BÖLÜM 14: BAYRAMA DAVET

16 3 0
                                    

   Bazı acıları tarif etmesi zordur. Can yanar, bütün hücrelerle hissedilir. Acı gerçektir ama anlatılamaz, bazen sadece gözden damlayan bir damla yaşla anlaşılır. Alaca'nın çektiği acı da böyle bir şeydi. Ağzını açıp da tek bir kelime edemiyordu. Bir ara kendine geliyor, titreme nöbetleri ve kasılmalarla tekrar bayılıyordu. Bilincini kaybetmek ona hiçbir fayda sağlamıyordu. Çünkü baygınken bile bütün acısını hissedebiliyordu. Hem üşüyordu; hem de alevler içinde yanıyordu. Rüyalarında sürekli o iğrenç Yeklerin yabalarıyla vücudunu parçaladıklarını görüyor, anlaşılmaz mırıltılarla onlara gitmelerini söylüyordu. Bu kabuslar sırasında vücudu terden sırılsıklam oluyordu.
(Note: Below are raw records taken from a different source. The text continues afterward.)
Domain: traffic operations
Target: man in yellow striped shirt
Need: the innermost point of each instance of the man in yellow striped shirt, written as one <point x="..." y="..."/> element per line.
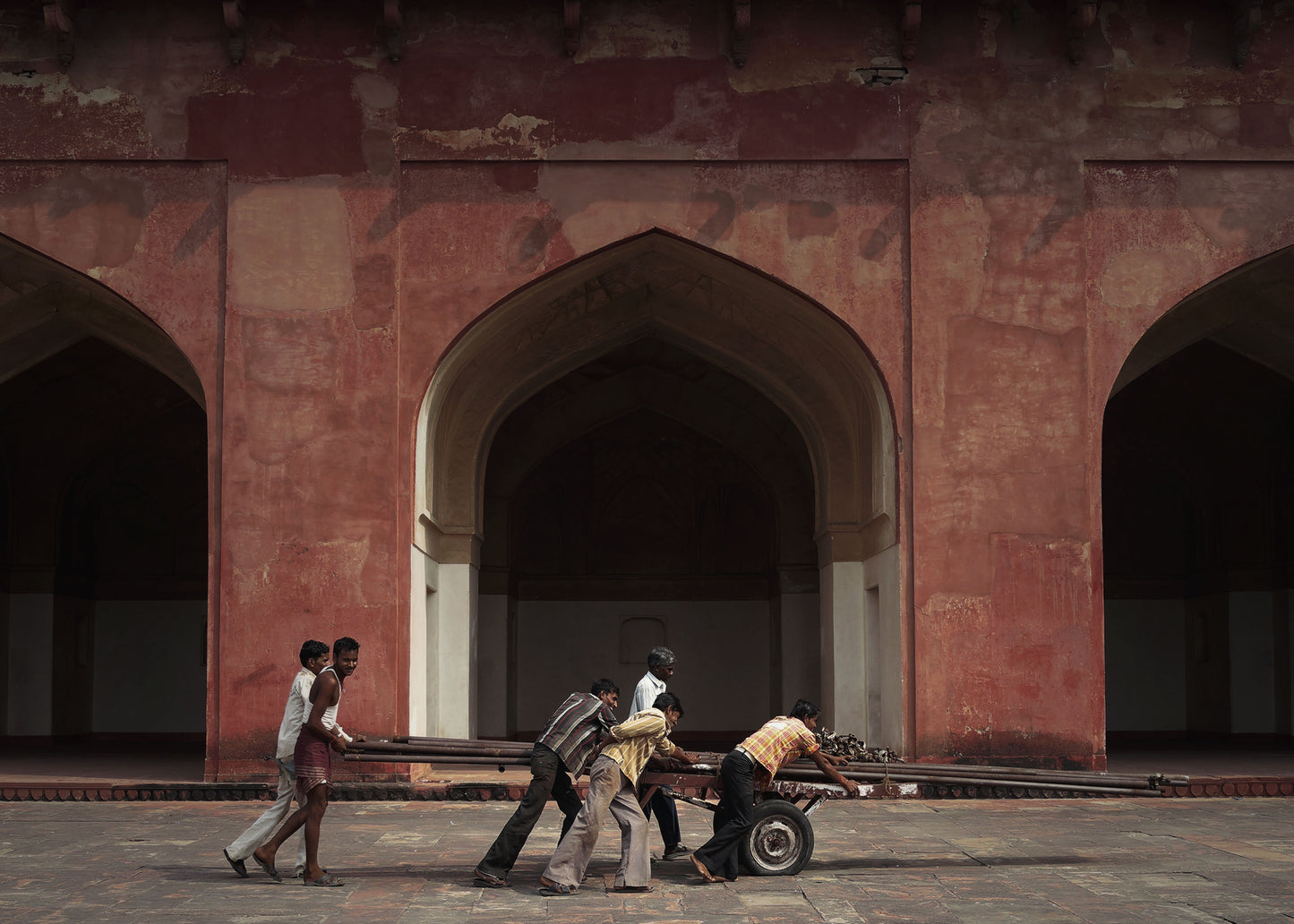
<point x="613" y="781"/>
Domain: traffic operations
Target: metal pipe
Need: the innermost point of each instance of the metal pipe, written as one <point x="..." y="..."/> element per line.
<point x="464" y="749"/>
<point x="458" y="741"/>
<point x="1012" y="773"/>
<point x="436" y="758"/>
<point x="864" y="776"/>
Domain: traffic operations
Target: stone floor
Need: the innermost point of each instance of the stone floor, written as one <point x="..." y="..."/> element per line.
<point x="935" y="862"/>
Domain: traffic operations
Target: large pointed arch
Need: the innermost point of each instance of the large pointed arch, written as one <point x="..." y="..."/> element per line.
<point x="105" y="447"/>
<point x="793" y="352"/>
<point x="1198" y="515"/>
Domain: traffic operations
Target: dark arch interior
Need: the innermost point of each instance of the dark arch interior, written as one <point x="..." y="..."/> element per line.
<point x="1198" y="519"/>
<point x="650" y="491"/>
<point x="107" y="569"/>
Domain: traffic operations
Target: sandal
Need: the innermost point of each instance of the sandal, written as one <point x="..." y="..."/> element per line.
<point x="268" y="868"/>
<point x="326" y="880"/>
<point x="489" y="880"/>
<point x="240" y="868"/>
<point x="549" y="888"/>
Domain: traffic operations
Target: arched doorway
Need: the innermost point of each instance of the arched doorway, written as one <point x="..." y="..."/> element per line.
<point x="102" y="444"/>
<point x="1198" y="517"/>
<point x="656" y="444"/>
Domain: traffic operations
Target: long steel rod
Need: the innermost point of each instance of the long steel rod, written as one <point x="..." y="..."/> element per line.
<point x="436" y="758"/>
<point x="979" y="769"/>
<point x="967" y="781"/>
<point x="465" y="749"/>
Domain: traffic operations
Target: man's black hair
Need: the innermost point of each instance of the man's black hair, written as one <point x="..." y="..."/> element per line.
<point x="668" y="700"/>
<point x="312" y="648"/>
<point x="804" y="709"/>
<point x="660" y="656"/>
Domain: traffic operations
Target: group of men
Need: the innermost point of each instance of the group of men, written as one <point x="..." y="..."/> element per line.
<point x="584" y="732"/>
<point x="307" y="737"/>
<point x="581" y="735"/>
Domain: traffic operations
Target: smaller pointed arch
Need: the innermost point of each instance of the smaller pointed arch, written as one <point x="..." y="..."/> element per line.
<point x="47" y="307"/>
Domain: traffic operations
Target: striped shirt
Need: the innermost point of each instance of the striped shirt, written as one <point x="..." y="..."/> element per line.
<point x="576" y="728"/>
<point x="779" y="741"/>
<point x="636" y="740"/>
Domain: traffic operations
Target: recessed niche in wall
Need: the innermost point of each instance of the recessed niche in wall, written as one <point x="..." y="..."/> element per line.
<point x="639" y="634"/>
Bu şekilde bir ayılıp bir bayılarak ne kadar zaman geçirdiğini anlayamadı. Başına arada bir birilerinin gelip gittiğini hissedebiliyordu ama ruhu acılar içerisindeydi ve yaşayanların ruhlarından çok ayrı bir yerdeydi. Yek'in zehrine karşı bir İlhamlı olarak Alaca bile zor dayanıyordu.

Sonunda gözlerini minicik açmaya başladığında ışığın birdenbire zihnine hücum etmesiyle göz kapaklarını tekrar sımsıkı kapattı. Ağzından acı dolu bir inleme koparken, gözlerini hızlı hızlı kırpıştırarak gün ışığına alışmaya çalıştı.

Nerede olduğunu, neden orada olduğunu hatta kim olduğunu bile bir anlığına hatırlayamadı. Şifahanenin taştan tavanına ve tahta kirişlerine bakarken bir süre zihnini zorlayarak neler olduğunu hatırlamaya çalıştı. Başını kaldırmaya çalıştığında korkunç bir ağrı hissederken bir süre hareket etmemeye karar verdi. Kolunu kaldırmak bile onun için en büyük işkenceydi.

Birkaç dakikanın sonunda parmaklarını oynatabiliyordu. Başını da yanlara çevirebiliyordu. Şifahanedeki yataklardan birkaçı doluydu. Fakat hastalar kendinde değildi. Başlarında da kimseler yoktu. Alaca, katlanılmaz acılar içinde biraz doğrulmayı başardı. Bütün kemikleri kırılmış gibi ağrıyordu. Yatakta oturabilmek için büyük bir çaba harcadı.

Boğazı kupkuruydu. Yan tarafında su dolu bir çanak gördüğünde yüzünde gülümser gibi bir ifade belirdi. Kaslarını kontrol etmekte zorlanıyordu. Çanağın içindeki suyu büyük bir iştahla içtikten sonra içindeki ateşin bir anlığına söndüğünü hissetti. Fakat kısa bir süre sonra ateş tekrar canlanmış, Alaca'nın içini yakmaya başlamıştı.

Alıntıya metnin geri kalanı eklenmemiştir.